Quality tests of antibacterial activity did not show growth inhibition zones for either Staphylococcus aureus or Klebsiella pneumoniae. However, the quantity tests showed a reduction of bacterial colonies by 93.64% in the case of Staphylococcus aureus and 97.31% for Klebsiella pneumoniae.
Conclusions
The tests carried out during the research enabled development of a vascular patch for the treatment of abdominal aorta aneurysm by wrapping the affected vessel. The material can be used in cases where there is no possibility of using other treatment methods. The process of modifying the surface of the knitted fabric by adding circumferential crimps enabled the water permeability of the implantable material to be reduced.

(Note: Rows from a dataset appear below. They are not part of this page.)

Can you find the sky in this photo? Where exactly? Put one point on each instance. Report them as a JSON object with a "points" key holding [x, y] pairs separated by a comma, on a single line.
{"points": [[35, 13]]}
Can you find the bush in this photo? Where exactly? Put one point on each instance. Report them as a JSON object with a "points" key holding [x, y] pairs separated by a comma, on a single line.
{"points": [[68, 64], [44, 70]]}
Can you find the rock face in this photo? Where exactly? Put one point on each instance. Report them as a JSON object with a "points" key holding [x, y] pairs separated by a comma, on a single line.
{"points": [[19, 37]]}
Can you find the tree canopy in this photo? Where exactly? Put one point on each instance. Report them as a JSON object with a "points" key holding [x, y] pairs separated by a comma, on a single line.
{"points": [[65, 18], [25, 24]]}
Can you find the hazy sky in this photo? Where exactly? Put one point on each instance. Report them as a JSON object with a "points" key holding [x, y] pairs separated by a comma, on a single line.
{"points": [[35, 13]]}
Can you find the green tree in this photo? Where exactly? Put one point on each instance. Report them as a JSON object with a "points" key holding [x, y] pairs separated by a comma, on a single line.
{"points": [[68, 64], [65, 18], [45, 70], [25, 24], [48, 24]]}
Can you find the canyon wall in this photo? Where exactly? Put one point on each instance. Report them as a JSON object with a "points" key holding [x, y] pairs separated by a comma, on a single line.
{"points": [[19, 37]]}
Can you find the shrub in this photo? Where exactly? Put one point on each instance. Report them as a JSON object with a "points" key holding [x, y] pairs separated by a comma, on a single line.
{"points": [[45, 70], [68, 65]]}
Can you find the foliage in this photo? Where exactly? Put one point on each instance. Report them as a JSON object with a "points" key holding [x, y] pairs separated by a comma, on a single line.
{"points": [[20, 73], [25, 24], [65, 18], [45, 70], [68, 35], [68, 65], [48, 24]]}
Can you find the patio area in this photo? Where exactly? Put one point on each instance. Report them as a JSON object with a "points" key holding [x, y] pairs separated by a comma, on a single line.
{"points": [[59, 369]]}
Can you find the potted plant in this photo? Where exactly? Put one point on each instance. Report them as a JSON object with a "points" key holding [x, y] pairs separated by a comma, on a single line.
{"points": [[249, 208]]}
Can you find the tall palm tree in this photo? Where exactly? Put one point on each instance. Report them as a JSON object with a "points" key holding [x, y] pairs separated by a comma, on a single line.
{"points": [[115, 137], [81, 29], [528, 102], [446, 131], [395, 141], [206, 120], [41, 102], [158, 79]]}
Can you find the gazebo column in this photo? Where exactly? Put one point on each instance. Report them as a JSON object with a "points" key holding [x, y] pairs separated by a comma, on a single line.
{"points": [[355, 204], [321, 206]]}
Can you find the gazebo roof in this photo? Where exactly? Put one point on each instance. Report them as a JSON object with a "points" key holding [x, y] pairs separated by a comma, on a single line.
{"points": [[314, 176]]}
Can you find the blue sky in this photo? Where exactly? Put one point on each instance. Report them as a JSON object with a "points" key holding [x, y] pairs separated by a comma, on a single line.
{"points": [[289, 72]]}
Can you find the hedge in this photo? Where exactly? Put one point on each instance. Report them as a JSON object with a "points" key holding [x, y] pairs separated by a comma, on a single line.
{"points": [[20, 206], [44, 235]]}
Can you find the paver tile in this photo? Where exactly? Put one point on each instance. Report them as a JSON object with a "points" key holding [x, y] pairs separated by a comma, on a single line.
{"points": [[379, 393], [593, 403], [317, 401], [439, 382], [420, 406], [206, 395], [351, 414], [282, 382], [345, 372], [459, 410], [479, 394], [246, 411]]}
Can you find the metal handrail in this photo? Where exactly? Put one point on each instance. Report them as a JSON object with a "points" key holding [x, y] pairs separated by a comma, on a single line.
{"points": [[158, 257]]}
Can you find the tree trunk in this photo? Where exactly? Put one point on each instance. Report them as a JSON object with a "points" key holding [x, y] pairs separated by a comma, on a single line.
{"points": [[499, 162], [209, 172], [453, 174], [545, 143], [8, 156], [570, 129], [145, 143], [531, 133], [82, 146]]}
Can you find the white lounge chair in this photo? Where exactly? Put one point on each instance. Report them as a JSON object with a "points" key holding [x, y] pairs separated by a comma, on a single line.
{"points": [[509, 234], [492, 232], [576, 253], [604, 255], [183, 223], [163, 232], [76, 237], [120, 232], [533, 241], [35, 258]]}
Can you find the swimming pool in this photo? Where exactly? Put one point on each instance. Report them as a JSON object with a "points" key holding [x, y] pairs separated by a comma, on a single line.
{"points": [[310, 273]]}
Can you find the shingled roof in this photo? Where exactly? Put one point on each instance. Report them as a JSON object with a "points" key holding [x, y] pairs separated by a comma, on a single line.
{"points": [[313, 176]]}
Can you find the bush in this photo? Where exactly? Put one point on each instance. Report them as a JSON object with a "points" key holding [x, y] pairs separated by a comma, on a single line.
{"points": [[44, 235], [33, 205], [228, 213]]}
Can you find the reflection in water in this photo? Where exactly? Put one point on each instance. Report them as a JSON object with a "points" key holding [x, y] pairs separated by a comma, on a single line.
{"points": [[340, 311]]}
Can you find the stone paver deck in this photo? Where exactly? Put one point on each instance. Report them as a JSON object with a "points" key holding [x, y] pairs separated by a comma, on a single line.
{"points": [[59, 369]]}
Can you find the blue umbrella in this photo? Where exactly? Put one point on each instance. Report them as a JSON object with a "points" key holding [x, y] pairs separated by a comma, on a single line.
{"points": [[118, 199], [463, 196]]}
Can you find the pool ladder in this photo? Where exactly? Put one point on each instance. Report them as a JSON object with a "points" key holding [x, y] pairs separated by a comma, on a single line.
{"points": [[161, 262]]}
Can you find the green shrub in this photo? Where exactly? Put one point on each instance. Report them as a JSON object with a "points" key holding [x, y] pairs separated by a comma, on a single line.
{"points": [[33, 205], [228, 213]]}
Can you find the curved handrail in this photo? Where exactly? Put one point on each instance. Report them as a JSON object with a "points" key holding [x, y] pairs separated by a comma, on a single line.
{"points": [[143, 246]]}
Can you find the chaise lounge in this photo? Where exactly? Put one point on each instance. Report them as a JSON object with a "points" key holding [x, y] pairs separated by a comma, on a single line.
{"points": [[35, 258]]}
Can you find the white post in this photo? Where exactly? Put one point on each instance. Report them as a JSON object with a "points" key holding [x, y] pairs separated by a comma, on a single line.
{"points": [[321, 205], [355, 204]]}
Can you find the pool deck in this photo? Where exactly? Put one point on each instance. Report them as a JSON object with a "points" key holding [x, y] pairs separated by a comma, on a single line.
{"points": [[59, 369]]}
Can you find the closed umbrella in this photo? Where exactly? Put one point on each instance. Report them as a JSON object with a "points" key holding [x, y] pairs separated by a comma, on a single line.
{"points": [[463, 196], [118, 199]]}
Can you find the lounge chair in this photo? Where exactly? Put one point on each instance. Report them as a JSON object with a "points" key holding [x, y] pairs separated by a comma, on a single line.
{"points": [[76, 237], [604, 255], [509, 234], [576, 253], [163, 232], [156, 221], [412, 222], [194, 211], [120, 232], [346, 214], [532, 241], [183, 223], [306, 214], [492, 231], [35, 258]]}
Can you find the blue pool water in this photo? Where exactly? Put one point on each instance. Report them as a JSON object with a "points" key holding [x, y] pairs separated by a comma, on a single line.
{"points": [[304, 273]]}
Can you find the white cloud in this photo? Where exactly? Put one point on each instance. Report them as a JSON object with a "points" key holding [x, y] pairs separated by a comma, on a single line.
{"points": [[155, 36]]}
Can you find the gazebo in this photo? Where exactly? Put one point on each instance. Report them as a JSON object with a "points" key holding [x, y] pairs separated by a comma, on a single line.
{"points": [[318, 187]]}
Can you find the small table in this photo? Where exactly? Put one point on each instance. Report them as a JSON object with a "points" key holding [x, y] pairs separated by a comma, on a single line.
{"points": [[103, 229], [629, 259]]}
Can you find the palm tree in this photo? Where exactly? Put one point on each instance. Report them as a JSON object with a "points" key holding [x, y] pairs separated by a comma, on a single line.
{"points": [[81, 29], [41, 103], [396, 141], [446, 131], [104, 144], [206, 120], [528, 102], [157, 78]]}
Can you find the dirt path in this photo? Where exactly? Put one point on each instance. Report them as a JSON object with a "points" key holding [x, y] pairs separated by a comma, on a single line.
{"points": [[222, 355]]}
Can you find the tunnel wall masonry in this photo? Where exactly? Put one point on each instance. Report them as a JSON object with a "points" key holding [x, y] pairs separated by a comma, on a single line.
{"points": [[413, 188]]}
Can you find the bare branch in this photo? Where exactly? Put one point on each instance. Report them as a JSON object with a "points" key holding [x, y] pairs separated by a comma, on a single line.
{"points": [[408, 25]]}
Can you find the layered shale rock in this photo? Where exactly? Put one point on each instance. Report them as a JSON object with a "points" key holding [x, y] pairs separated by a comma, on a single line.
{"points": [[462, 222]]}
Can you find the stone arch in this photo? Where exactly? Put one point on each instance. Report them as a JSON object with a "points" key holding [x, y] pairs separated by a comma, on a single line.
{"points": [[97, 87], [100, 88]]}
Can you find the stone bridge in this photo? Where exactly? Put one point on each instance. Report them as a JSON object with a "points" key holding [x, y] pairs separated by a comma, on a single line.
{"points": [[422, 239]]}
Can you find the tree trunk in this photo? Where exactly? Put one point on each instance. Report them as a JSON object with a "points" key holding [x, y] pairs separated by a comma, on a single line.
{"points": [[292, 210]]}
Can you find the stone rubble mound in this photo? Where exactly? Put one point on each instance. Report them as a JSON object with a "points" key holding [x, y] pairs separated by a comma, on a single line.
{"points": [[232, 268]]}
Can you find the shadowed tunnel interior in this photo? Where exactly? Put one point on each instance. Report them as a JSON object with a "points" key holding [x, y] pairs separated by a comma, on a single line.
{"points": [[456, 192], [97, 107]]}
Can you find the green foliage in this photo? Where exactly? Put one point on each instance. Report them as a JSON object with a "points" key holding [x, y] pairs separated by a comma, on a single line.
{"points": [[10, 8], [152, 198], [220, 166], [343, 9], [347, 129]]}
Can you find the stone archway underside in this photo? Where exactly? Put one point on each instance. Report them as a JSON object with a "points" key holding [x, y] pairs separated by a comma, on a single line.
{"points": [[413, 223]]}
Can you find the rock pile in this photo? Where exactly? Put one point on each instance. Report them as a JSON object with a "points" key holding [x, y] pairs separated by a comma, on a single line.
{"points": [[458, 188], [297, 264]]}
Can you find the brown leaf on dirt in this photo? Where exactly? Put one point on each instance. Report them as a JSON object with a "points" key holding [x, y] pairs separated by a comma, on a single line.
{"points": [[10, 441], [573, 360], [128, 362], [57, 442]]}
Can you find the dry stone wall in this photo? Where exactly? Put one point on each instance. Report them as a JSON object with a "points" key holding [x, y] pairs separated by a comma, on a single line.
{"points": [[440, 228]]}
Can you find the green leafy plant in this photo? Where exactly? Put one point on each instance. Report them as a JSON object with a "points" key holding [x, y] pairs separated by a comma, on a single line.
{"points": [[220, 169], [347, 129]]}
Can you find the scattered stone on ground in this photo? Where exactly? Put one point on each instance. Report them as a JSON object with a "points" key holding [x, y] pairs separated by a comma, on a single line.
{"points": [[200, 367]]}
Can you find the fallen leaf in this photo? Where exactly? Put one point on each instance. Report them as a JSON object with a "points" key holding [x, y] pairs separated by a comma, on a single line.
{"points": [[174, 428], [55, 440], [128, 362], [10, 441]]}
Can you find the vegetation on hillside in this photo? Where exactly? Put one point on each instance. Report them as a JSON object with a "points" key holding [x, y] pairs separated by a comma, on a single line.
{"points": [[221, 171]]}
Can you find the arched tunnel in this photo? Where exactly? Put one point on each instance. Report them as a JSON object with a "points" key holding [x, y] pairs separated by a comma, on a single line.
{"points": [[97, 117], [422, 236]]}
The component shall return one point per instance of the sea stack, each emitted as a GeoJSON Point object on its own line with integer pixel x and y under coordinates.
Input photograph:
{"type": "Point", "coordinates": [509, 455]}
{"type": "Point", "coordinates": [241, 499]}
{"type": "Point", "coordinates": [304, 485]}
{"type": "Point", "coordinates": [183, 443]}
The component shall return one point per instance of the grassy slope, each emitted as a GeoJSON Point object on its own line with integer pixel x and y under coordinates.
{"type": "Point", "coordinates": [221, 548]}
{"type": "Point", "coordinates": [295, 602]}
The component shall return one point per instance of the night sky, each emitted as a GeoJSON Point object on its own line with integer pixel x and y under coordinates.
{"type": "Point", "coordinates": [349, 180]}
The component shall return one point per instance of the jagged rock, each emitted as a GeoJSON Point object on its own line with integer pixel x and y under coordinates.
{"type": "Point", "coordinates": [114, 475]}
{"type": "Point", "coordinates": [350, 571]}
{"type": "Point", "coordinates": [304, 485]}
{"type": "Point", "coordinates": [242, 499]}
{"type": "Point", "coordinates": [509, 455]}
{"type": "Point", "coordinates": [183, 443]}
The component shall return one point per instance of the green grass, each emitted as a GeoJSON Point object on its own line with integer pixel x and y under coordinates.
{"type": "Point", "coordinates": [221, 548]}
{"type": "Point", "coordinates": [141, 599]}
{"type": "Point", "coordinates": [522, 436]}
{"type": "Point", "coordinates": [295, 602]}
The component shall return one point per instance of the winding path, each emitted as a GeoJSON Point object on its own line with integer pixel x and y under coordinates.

The applied technology of vascular patch production allowed the possibility of adjusting the implant to a specific case (the possibility of cutting the patch at various angles). Additionally, the introduction of orienting lines enabled easier application and monitoring after surgery and also allowed for adjustment of the diameter of the implant according to individual requirements. The reduction of Staphylococcus aureus and Klebsiella pneumoniae colonies and a simultaneous retention of the assumed release profile of the active substance will undoubtedly reduce the risk of post-operative complications related to microbial infections. It has also been shown that proper finishing treatment is required to ensure proper purity of the final product. On the basis of the performed test, it has been demonstrated that an implantable material for the treatment of abdominal aorta aneurysm was obtained. The material can be considered as an alternative for currently used vascular patches.
Footnotes
Declaration of conflicting interest
None declared.
Funding
This work was supported by the National Centre for Research and Development (grant number NCBiR 04612/C.ZR-10-6/2010).